Service mesh is an infrastructure layer built on top of a microservice architecture to provide observability, security, and reliability to applications. It ensures that the communication across containers or pods is secure, fast, and encrypted. Though the communication problems were a by-product of moving away from a monolith architecture, the benefits surpass the challenges to a great extent. A Service mesh can achieve this by working on a platform layer, rather than an application layer.
By making the service mesh run on a platform layer, we do not put additional resource utilization on the application’s core function.
To understand this, let us take an example where we are running a website that queries data for the user. If both of these functions were on the webserver, then a calculation could slow the response time of the web pages. Having it on a seperate server avoids this problem.
Why do I need a service mesh?
Service Mesh is an optional package, and integration is not mandatory. But service mesh is an essential management system that helps all the different pods to work in harmony. Here are several reasons why, you will want to implement service mesh in a Kubernetes environment.
In a typical Kubernetes environment, user requests are fulfilled through a series of steps, where each of the steps is performed by a container or a pod.
Each pod runs a microservice that plays a different but vital role in fulfilling that request. Let us call this role played by each pod or container as a business logic. Each Microservice has to communicate with another MS depending on the type of request.
Reason 1 :
These clusters of pods are managed by Kubernetes and are protected by an external firewall. See picture above. The overall application is protected by a firewall and all requests from the World wide web are encrypted. But inside the kubernetes cluster, the system without a service mesh will communicate with each other in simple plain text.
The communications inside the cluster are insecure. This poses a very serious threat to the overall security of the application. Once an attacker is inside the cluster, he will have complete freedom with no hurdles to do anything he wants. Developers can solve this by integrating additional authentication protocols known as security logics. The added security layer needs to be integrated with the business logic making the overall code complex.
Reason 2 :
Inside a Kubernetes cluster, these pods can communicate with any other pod inside the cluster. But to ensure fast communications, we need to define communication logic. An additional logic integration further complicates the code. Developers need to manage their core business logic and on top of additional security and communication logic.
Running a monitoring service is essential, as we need to monitor logs and performance. This is done by implementing monitoring agents or monitoring logic.

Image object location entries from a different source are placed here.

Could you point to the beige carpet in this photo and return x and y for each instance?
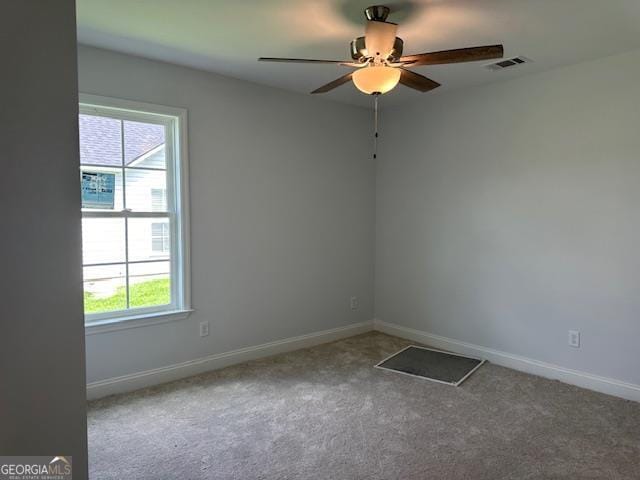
(326, 413)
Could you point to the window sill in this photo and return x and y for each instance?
(124, 323)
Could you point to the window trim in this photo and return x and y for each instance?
(177, 195)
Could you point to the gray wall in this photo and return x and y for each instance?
(508, 214)
(282, 212)
(42, 393)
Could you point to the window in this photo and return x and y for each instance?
(160, 238)
(134, 212)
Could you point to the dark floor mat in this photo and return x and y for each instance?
(435, 365)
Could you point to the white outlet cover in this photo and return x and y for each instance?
(204, 329)
(574, 338)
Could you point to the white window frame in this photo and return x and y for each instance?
(175, 122)
(164, 239)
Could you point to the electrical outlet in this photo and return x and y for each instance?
(204, 329)
(354, 303)
(574, 338)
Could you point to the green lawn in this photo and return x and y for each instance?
(146, 294)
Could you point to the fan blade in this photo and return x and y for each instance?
(471, 54)
(336, 83)
(417, 81)
(299, 60)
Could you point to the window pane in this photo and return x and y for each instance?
(146, 190)
(117, 193)
(144, 144)
(148, 239)
(103, 240)
(100, 140)
(149, 284)
(104, 289)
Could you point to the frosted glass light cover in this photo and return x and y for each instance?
(376, 79)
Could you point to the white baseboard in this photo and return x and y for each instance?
(606, 385)
(156, 376)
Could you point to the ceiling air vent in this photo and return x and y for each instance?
(508, 63)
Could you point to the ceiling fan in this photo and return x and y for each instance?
(379, 63)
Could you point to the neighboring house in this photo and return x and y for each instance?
(136, 152)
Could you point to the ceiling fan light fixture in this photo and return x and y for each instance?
(376, 79)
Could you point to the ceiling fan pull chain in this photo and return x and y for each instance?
(375, 125)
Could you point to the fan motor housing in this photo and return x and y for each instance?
(358, 46)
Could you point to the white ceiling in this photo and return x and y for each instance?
(227, 36)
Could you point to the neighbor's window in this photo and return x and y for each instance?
(132, 212)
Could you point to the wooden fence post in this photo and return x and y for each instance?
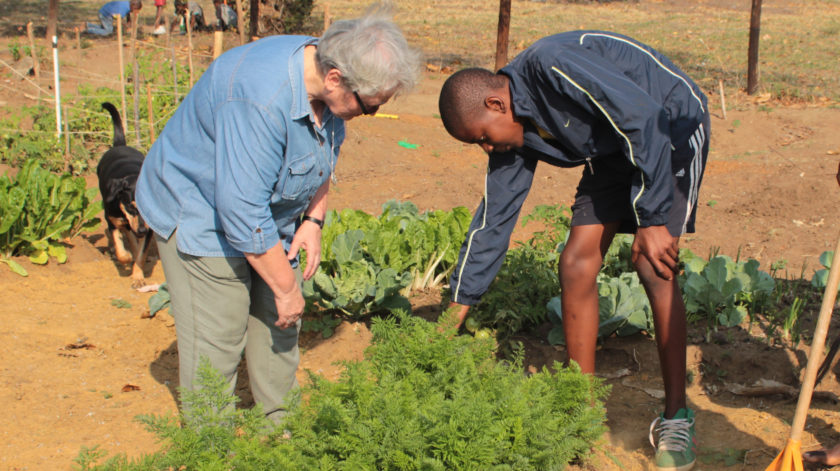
(122, 67)
(752, 54)
(255, 18)
(218, 43)
(151, 115)
(52, 19)
(57, 86)
(66, 140)
(240, 22)
(34, 54)
(135, 25)
(189, 45)
(503, 34)
(174, 63)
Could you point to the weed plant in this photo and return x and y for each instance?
(422, 399)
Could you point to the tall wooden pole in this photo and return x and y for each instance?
(171, 46)
(150, 105)
(118, 19)
(218, 43)
(52, 19)
(189, 44)
(255, 18)
(33, 53)
(240, 22)
(135, 25)
(752, 55)
(503, 34)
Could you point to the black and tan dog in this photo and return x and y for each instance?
(117, 171)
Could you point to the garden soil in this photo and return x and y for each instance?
(82, 358)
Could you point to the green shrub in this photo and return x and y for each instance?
(40, 210)
(422, 399)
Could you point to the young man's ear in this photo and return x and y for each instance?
(494, 102)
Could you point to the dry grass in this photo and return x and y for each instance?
(707, 38)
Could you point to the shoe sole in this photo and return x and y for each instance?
(685, 467)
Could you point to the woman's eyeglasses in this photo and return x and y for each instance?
(362, 106)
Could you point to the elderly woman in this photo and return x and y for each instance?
(236, 185)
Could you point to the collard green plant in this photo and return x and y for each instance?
(40, 210)
(371, 263)
(352, 283)
(623, 308)
(820, 278)
(721, 290)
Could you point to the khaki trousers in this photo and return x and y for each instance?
(221, 308)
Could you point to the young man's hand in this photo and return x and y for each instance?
(461, 312)
(660, 248)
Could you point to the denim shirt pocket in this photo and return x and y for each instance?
(299, 178)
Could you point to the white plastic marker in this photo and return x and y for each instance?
(57, 89)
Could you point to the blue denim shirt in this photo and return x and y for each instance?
(241, 158)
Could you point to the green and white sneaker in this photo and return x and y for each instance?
(676, 447)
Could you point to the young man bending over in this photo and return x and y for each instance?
(639, 127)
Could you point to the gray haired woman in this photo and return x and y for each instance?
(236, 185)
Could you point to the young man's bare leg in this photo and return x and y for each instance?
(580, 263)
(670, 327)
(672, 433)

Think of the developer’s plight when he must add each type of logic into each of these containers /pods. This is a very wasteful practice, and developers end up spending more time on writing these logics than on writing the core business logic of the application. Besides taking time, it aggravates the complexity of these microservices. This goes against the vision of a microservice that is simple and lightweight.
How does A Service Mesh Solve this problem?
The solution was pretty simple. Automate all repetitive and static logic tasks. Service mesh groups these tasks into a sidecar application called a sidecar proxy. With the help of a control plane, service mesh can automatically configure and inject these proxies into each pod so that developers can focus on only building business logic. Now the pods can communicate with each other securely through the sidecar proxy injected into each pod.
What more can Service Mesh do for me?
Service mesh can act as a brilliant load balancer and is also one of the core features. It can be easily configured to split traffic. Let us take an example to understand how. Consider you are running an application on multiple clusters. One of your developers has added a new feature to the core application and wants to test it out on production with live traffic. The easiest deployment strategy that he can test out his latest feature is by pushing it into a container or pod inside the cluster and then diverting a portion of the over traffic to collect essential logs and metrics.
The service mesh sidecar is also designed to collect APM and logs that he can use for performing his analysis on the canary instance. These logs and metrics are collected using a tool like Splunk or Datadog. But With the help of OpsMx Autopilot, one can automate the whole process of testing out a deployment using a canary analysis and perform automatic rollbacks whenever necessary.
Service mesh is not an optional feature for consideration for organizations using a microservice architecture. It provides critical observability, reliability, and security features. As this runs on a platform level, it is not a burden on the core business application. It is a dominant feature that alleviates the developers crucial time so that they can focus on value-added activities .
But if you are not using a microservice architecture for your infrastructure, we recommend switching to one. The challenges will far outweigh the benefits of using a microservice model.